Ukraine on Sunday will hold its first legislative elections since clashes erupted last April between government forces and pro-Russia separatists, who will boycott the vote in the eastern provinces they hold. Kiev has said the boycott in the eastern regions of Donetsk and Lugansk will not affect the legitimacy of the process. Before the conflict started, around 6.5 million people lived in the region, around 15 percent of the total population. An estimated one million people have fled the area and sought refuge in neighboring Russia or other Ukrainian regions because of the fighting. “Here, there will be no elections,” said Andrei Purguin, deputy Prime Minister of the self-proclaimed Donetsk People’s Republic. Donetsk and Lugansk are scheduled to choose their own parliaments and leaders in a separate election scheduled for November 2. Ukrainian President Petro Poroshenko has stressed the importance of full transparency in the October 26 elections in areas controlled by Kiev in the two rebel regions.

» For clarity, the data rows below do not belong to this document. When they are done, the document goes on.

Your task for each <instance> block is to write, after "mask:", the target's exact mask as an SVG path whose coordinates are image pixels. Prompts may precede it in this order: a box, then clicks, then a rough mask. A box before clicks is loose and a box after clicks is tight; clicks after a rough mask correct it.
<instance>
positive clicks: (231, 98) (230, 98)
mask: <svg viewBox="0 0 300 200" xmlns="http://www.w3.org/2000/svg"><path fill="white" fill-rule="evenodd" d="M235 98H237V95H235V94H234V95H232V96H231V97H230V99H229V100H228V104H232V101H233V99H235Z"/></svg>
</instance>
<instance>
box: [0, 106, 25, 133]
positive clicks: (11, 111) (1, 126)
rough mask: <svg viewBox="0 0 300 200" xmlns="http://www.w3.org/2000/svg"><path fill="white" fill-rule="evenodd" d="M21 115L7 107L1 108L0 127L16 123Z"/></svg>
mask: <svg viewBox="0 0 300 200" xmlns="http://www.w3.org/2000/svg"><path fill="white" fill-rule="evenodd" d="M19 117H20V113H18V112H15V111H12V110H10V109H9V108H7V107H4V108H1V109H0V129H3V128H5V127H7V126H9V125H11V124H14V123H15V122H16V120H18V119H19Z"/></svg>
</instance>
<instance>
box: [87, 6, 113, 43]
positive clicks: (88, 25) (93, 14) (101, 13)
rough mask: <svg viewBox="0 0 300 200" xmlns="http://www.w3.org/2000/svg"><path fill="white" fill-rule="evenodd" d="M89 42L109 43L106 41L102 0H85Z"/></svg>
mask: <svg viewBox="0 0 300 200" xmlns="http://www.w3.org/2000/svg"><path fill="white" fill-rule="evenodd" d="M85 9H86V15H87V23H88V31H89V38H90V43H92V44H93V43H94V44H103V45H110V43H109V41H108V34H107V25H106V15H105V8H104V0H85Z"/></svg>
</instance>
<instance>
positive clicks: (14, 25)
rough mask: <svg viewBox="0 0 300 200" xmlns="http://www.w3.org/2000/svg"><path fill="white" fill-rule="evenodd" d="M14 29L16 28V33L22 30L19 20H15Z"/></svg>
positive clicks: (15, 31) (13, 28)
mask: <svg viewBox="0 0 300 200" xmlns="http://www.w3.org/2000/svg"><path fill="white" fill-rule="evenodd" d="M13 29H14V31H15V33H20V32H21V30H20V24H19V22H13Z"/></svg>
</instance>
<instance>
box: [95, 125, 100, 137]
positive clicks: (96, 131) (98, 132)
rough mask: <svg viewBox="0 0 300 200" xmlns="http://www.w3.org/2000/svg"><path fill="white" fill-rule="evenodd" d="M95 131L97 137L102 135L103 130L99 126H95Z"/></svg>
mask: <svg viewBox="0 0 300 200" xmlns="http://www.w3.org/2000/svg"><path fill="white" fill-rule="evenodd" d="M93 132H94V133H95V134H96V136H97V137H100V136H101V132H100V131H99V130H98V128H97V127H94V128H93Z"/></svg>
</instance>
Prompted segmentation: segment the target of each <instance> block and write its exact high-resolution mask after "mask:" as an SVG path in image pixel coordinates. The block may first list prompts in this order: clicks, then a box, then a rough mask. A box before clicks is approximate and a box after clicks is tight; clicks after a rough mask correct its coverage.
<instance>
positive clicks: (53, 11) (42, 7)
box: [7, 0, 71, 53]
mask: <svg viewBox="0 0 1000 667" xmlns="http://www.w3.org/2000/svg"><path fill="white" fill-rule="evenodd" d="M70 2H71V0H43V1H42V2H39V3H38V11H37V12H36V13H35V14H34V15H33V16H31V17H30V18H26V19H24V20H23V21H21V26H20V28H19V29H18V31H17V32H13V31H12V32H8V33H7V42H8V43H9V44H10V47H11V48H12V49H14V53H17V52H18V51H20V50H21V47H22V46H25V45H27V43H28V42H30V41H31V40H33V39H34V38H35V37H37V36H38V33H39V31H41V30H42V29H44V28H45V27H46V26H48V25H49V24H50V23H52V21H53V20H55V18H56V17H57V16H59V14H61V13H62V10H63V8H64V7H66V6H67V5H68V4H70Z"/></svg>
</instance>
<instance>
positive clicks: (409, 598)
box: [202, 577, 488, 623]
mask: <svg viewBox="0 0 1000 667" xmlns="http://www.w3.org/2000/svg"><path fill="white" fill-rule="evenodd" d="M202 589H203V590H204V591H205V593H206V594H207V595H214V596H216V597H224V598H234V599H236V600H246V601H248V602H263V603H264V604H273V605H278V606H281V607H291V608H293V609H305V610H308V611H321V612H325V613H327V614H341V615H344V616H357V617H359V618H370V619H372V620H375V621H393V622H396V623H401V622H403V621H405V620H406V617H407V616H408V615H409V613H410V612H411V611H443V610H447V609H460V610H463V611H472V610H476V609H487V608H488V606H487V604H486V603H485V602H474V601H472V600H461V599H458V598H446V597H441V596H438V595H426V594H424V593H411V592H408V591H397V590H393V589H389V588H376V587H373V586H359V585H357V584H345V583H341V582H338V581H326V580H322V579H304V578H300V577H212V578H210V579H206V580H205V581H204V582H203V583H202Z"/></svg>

The presence of large Ukrainian military units in the area, which is under an undeclared state of emergency, casts a shadow over the voting process there.
Since the election of Poroshenko on May 25, the Ukrainian Armed Forces have made inroads in various rebel areas.
In the May poll the turnout in Lugansk and Donetsk, was 4.70 and 3.22 percent respectively out of a total of around five million registered voters, according to Kiev’s Central Electoral Committee.
Now the turnout is expected to increase, after Kiev took control of 50 percent of rural areas, although the main cities remain in the hands of the separatists.